Öztürk, bugünkü köşe yazısında Yunanistan’a kaçmaya çalışırken yakalanan Ban’ın emniyetteki sorgusu hakkında şunları yazdı:

"Ünsal Ban'ın, Sedat Peker'le bağlantısını istihbarat birimleri yaklaşık üç ay önce belirlenmişti. Hatta, bu kişinin yurtdışına çıkacağı konusunda da sağlam duyumları vardı. Yani, gözaltına alınması öyle sıradan bir gelişme değil.

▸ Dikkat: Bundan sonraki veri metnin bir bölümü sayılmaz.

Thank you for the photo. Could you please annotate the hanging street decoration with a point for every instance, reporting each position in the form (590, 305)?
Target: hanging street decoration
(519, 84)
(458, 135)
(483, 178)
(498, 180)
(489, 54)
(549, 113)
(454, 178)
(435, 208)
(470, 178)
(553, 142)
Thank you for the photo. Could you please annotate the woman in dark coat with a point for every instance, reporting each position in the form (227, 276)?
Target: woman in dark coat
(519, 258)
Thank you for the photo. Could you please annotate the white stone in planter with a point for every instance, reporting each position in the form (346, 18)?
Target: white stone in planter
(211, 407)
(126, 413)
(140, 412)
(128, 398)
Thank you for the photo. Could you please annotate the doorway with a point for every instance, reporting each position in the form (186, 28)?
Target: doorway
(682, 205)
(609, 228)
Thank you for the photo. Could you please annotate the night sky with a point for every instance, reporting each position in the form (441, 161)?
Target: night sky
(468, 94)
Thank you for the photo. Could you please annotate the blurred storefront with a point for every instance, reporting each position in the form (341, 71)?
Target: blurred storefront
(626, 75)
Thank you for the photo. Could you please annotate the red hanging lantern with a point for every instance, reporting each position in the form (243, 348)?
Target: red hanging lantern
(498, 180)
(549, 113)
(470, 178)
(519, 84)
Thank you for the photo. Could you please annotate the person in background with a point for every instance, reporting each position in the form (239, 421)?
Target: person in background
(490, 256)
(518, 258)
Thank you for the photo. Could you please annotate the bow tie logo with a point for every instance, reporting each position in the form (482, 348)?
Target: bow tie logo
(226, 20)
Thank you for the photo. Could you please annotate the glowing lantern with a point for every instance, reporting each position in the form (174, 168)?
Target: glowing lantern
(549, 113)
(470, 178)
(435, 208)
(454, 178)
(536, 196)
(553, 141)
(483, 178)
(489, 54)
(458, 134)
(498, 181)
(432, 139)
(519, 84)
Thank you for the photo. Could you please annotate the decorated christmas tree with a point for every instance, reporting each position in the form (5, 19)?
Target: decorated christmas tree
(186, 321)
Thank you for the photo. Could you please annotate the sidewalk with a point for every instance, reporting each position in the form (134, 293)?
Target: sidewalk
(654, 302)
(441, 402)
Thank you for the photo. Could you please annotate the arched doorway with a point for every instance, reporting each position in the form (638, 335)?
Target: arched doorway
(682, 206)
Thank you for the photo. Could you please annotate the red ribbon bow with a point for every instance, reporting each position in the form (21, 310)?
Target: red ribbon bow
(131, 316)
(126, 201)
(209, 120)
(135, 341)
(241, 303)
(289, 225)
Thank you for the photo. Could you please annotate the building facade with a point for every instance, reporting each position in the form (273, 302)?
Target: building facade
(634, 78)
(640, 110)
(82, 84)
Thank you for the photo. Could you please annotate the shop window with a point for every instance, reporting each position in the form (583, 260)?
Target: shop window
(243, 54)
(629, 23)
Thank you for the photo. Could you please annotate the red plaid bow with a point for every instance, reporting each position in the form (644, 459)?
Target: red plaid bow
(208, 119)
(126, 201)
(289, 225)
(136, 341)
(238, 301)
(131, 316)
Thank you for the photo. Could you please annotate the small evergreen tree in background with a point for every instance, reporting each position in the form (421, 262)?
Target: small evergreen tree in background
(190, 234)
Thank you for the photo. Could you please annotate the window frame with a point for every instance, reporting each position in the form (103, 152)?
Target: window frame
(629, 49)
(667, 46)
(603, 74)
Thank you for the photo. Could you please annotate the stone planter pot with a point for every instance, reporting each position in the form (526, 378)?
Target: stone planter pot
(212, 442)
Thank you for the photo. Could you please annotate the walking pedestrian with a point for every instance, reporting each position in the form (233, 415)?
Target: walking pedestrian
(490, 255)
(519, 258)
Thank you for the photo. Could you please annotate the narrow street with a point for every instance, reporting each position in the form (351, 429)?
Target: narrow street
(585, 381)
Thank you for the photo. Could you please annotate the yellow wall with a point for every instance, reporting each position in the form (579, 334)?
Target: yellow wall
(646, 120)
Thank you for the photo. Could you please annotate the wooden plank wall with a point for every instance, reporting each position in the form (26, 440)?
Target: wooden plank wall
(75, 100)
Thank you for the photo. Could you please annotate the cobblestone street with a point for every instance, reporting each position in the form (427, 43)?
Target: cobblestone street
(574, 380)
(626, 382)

Ban, sorgusunda Sedat Peker'le ilk nasıl bağlantı kurduğunu, kimin aracılık ettiğini de anlatıyor. Ban, Sedat Peker'e anlattıklarını sorguda tekrarlıyor. Ama bu emniyet için yetersiz. Daha derinlemesine sorgu yapılıyor. Sorguda, Yunanistan'da evi, oteli olup olmadığı da soruluyor. Rüşvet çarkının nasıl işlediğini de Ban, bildiği kadarıyla anlatıyor. Ban'ın mahkeme kararıyla telefonlarının da dinlendiği, bu yüzden bağlantıları da biliniyor, sorgusunda telefon konuşmaları da dinletiliyor. Yani, Ban çözülmüş durumda.

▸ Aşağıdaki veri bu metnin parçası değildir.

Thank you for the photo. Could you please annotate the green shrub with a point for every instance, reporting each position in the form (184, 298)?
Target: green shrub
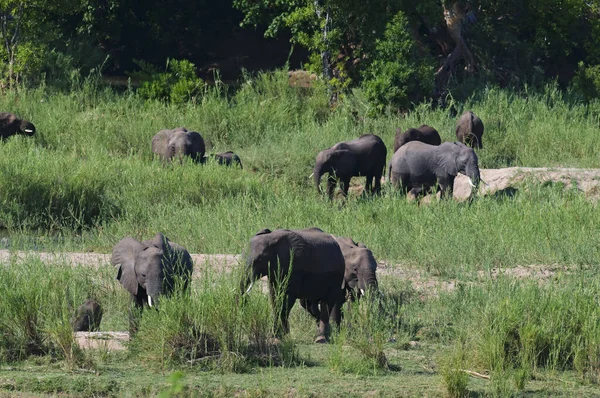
(398, 75)
(178, 84)
(587, 81)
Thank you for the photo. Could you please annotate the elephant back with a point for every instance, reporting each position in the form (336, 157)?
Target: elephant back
(160, 142)
(322, 248)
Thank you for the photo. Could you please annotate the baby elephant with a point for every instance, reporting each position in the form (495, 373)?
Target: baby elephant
(87, 317)
(425, 133)
(10, 124)
(469, 130)
(178, 143)
(226, 158)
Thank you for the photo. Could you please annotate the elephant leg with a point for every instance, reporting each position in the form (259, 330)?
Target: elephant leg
(135, 314)
(345, 185)
(369, 184)
(446, 185)
(331, 183)
(377, 182)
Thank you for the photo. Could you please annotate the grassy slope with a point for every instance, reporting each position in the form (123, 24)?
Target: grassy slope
(87, 179)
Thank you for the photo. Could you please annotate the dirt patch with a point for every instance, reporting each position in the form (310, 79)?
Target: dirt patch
(507, 181)
(109, 341)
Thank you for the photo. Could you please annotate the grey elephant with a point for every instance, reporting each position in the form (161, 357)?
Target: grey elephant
(87, 317)
(359, 274)
(308, 264)
(178, 143)
(425, 133)
(151, 269)
(469, 130)
(418, 167)
(364, 156)
(10, 124)
(225, 158)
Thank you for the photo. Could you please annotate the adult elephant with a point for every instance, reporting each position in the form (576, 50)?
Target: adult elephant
(360, 277)
(151, 269)
(364, 156)
(178, 142)
(302, 264)
(469, 130)
(425, 133)
(418, 167)
(10, 124)
(226, 158)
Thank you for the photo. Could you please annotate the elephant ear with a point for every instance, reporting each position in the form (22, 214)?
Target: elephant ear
(123, 256)
(447, 155)
(160, 141)
(159, 241)
(197, 142)
(263, 232)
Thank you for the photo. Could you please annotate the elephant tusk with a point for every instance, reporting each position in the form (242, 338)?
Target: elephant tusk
(249, 288)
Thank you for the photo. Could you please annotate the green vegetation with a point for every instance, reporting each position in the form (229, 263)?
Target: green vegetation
(88, 178)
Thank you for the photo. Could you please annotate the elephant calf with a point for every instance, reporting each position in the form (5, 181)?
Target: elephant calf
(469, 130)
(364, 156)
(359, 275)
(418, 167)
(10, 124)
(87, 317)
(425, 133)
(225, 158)
(178, 142)
(304, 264)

Mine Tozlu Sineren, yaşadıklarını ekranlarda da anlatıyor. İddiaları üzerine SPK, hakkında suç duyurusunda bulundu. Soruşturmayı yürütecek C. Savcısı, SPK'den, Mine Hanımın şirketi adına yapılan başvuru belgelerini isteyecek.  Cep telefonuyla yaptığı yazışmaları da Tozlu'dan talep edecek. Teknik bilgiyi gerektiren bu soruşturmanın içinden C. Savcısının çıkması zor. O yüzden bilirkişi görevlendirilecek, Tozlu'nun SPK'dan talebinin yasaya uygun olup olmadığı da bu raporda yer alacak. Yani, bu soruşturma hemen bitecek gibi değil."